Karina e sua filha, Fernanda, no jogo desta quarta (Crédito: Reprodução)

Vozes femininas na arquibancada 

A forma com que o Santos tratou a situação não agradou todas as torcedoras. Thais Azevedo compartilhava uma forte esperança de que, no futuro, mais mulheres marcassem presença no estádio, mas não esconde sua chateação com a forma em que a diretoria Alvinegra conduziu a oportunidade de ter só mulheres na torcida.

“Eu sempre fui ao estádio com meu pai. Desde pequena. Era muito raro eu ver algum grupo de amigas, mas também não era algo em que eu reparava. De uns dois anos para cá comecei a frequentar mais e perceber que mais mulheres compartilhavam dessa mesma vontade de estar no estádio, a sensação era de que passaríamos a ocupar mais este espaço. Só que depois do jogo de ontem, acabei perdendo um pouco as esperanças. Se o próprio clube não oferece atrativos para que as mulheres queiram estar lá, como a torcida feminina vai crescer? O número de mulheres no estádio aumentou bastante, mas acho que poderia ser ainda maior se o Santos incentivasse mais isso”, afirma Thais.

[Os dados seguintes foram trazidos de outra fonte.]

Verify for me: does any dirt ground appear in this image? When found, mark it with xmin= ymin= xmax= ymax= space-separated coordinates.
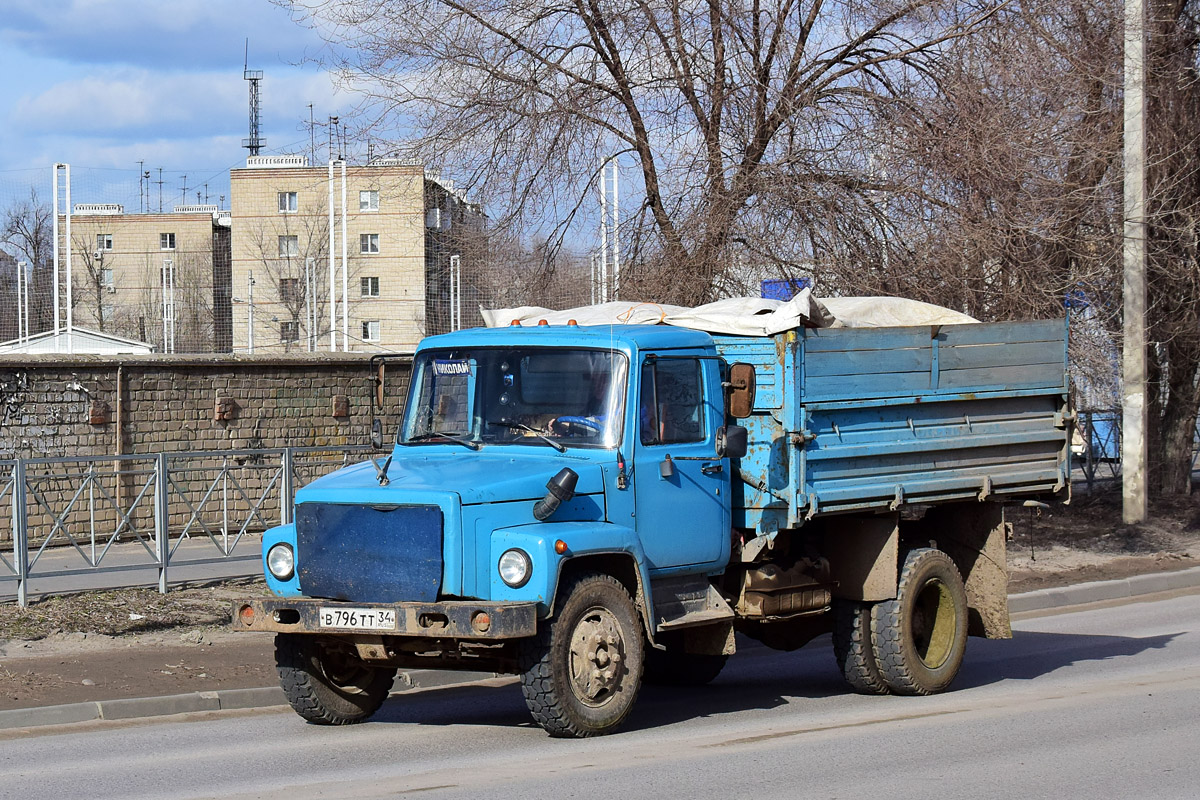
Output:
xmin=0 ymin=492 xmax=1200 ymax=709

Emocionada, a torcedor Amanda Marques ficou feliz em ver sua mãe, filha e outras torcedoras santistas apoiando o clube de coração.

“Achei maravilhoso pela parte onde pudemos mostrar nossas vozes e nossa festa na arquibancada, mesmo com os empecilhos, então ver aquela cena em que as mulheres estavam incentivando o time, foi no mínimo, emocionante para mim”, comenta Amanda.

O Santos volta a campo no próximo sábado, às 18h30, novamente na Vila Belmiro, mas dessa vez pelo Campeonato Brasileiro. Com venda para todos os torcedores, os sócios do clube têm prioridade pelo site Sócio Rei enquanto o público geral poderá adquirir pelo Futebol Card.